A network can be defined as the connexion between peers. Whether it is to teach a complex set of tools like the chimpanzees use to educate their young, or learning innovative behaviors from fellow unrelated bottle-nose dolphins. The zebra finch, an Australian bird, uses its own brain to both teach and learn, with two different distinct areas to help teach and learn the singing skill. 
Many species of birds will also turn towards their network to learn: peeking at nearby nests gives indications as to when and where to build their own.
Brainless organisms are also capable of association, networking, and communication: bacteria uses a blend of feedback from peers and environment to associate  with others and swarm in a smart way.
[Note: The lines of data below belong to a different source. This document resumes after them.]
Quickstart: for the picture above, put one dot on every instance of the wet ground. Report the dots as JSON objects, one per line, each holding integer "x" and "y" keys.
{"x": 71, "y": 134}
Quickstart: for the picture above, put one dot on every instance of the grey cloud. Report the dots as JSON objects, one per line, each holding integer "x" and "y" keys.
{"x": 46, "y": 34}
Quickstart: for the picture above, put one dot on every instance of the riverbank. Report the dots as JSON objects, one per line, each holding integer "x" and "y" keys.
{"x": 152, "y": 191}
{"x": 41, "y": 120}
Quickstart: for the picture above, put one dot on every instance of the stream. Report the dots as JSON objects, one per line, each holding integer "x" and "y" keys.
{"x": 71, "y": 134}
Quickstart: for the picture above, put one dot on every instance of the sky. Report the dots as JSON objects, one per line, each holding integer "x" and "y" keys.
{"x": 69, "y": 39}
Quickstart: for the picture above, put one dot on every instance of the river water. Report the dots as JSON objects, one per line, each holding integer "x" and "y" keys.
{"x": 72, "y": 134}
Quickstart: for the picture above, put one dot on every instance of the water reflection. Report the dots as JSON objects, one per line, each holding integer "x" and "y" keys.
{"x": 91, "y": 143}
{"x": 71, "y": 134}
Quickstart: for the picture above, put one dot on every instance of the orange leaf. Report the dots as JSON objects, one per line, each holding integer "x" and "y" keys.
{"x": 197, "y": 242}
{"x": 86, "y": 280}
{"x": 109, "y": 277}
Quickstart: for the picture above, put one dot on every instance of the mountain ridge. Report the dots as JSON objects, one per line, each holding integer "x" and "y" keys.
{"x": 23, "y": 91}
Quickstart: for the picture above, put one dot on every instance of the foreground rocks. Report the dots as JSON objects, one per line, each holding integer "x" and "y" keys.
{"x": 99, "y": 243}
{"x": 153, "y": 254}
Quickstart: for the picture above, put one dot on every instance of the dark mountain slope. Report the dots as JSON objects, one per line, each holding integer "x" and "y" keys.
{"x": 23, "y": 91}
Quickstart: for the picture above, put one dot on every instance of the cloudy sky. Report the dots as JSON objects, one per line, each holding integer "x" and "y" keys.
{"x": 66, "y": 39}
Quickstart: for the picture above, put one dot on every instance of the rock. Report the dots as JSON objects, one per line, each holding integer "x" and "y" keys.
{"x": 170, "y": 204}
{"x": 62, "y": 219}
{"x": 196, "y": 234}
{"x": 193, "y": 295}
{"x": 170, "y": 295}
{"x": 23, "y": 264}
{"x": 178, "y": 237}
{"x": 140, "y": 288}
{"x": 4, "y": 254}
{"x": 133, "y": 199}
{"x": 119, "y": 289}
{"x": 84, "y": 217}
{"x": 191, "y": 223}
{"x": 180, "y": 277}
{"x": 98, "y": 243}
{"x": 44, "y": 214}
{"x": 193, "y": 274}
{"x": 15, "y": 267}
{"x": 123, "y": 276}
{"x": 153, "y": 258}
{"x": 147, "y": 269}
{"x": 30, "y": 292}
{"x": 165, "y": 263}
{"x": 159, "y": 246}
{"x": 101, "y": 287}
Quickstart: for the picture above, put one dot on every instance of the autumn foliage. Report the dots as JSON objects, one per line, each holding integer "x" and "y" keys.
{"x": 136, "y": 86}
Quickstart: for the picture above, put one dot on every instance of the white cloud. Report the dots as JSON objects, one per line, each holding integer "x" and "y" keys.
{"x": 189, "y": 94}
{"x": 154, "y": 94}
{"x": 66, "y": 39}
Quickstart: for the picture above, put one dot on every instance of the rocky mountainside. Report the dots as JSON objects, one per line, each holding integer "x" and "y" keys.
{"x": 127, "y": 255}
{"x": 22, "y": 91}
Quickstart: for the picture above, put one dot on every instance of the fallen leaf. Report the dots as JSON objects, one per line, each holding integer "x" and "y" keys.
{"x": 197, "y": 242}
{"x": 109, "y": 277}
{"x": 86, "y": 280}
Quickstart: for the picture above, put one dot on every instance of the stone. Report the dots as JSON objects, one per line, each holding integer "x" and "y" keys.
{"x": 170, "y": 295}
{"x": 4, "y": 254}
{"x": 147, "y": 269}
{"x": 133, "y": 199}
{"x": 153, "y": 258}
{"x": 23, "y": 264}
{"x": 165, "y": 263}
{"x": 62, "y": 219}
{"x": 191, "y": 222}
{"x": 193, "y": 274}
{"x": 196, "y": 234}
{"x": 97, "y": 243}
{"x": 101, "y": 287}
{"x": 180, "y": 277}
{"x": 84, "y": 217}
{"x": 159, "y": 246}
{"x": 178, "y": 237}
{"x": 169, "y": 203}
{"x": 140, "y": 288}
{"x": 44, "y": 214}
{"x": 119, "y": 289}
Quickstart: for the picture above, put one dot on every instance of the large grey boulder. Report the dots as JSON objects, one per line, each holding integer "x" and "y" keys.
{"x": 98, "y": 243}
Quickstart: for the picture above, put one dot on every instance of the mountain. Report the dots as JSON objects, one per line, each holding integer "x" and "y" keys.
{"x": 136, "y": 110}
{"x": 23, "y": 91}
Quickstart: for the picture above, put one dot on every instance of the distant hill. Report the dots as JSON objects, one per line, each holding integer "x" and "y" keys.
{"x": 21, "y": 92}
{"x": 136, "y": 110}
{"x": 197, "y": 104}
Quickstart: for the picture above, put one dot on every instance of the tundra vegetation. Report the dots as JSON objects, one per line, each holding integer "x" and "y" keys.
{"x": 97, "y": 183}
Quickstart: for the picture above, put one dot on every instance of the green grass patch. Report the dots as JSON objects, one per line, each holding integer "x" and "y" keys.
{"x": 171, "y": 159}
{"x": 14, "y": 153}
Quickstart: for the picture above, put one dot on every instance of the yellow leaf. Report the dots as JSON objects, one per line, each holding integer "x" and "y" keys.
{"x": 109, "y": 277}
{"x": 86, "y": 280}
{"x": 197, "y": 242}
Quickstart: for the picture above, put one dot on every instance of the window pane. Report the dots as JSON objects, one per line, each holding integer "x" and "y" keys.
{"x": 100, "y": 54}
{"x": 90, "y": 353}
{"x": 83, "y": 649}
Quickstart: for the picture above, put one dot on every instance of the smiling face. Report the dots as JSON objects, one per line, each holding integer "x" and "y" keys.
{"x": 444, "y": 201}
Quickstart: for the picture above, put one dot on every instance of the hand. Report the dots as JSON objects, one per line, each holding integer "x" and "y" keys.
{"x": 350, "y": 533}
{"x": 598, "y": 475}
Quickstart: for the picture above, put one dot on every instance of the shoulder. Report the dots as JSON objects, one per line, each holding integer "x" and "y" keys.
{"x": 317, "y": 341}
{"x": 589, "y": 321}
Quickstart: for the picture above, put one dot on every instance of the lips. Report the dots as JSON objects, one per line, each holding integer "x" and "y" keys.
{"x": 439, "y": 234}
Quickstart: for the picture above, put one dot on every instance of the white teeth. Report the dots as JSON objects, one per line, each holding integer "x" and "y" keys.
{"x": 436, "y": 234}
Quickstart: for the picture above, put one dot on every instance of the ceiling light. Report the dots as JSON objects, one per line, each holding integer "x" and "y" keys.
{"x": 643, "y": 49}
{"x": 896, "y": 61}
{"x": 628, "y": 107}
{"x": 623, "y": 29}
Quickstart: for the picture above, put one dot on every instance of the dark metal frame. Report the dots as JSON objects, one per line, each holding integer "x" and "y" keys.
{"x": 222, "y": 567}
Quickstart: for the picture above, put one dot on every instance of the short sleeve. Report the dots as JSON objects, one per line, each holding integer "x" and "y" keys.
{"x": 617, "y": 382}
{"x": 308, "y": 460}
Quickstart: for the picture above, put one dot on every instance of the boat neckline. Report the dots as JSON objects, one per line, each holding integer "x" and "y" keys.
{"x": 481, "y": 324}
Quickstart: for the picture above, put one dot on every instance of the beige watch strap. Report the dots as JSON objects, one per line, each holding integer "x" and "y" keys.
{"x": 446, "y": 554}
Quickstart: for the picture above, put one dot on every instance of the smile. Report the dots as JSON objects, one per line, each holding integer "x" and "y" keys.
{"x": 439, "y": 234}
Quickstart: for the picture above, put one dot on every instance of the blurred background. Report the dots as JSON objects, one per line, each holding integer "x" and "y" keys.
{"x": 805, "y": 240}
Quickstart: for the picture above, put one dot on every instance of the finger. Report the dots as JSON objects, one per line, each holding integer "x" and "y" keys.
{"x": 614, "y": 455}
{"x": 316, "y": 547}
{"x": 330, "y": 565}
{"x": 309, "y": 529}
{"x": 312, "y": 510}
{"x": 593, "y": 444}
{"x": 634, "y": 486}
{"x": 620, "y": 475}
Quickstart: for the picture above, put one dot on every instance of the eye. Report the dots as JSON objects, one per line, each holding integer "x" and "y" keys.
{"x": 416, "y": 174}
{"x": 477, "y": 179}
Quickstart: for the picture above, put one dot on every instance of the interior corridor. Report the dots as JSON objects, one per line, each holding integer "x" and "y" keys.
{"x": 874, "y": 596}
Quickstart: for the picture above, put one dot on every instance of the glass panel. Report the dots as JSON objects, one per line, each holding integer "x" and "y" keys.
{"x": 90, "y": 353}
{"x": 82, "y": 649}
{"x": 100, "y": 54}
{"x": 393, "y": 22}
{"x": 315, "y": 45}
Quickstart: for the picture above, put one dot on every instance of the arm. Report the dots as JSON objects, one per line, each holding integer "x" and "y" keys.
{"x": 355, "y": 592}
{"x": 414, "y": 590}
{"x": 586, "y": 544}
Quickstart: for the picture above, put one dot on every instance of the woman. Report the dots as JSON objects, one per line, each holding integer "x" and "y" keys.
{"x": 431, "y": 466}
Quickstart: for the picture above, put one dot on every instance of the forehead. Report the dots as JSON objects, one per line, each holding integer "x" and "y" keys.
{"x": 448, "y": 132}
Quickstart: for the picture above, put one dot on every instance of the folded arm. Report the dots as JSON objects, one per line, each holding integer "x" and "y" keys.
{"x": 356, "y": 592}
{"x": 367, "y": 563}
The Physarum polycephalum slime mold gains information from connecting with nearby slime molds, that can share information about the environment they encountered up to 1 hour prior.​​​​​​​

Reflections
As always, Nature inspired me in more than one way. I have noticed that it sometimes solves the same problem, or perform the same function, simply in a different way. Nature inspires us to expand our research and think outside the box when designing.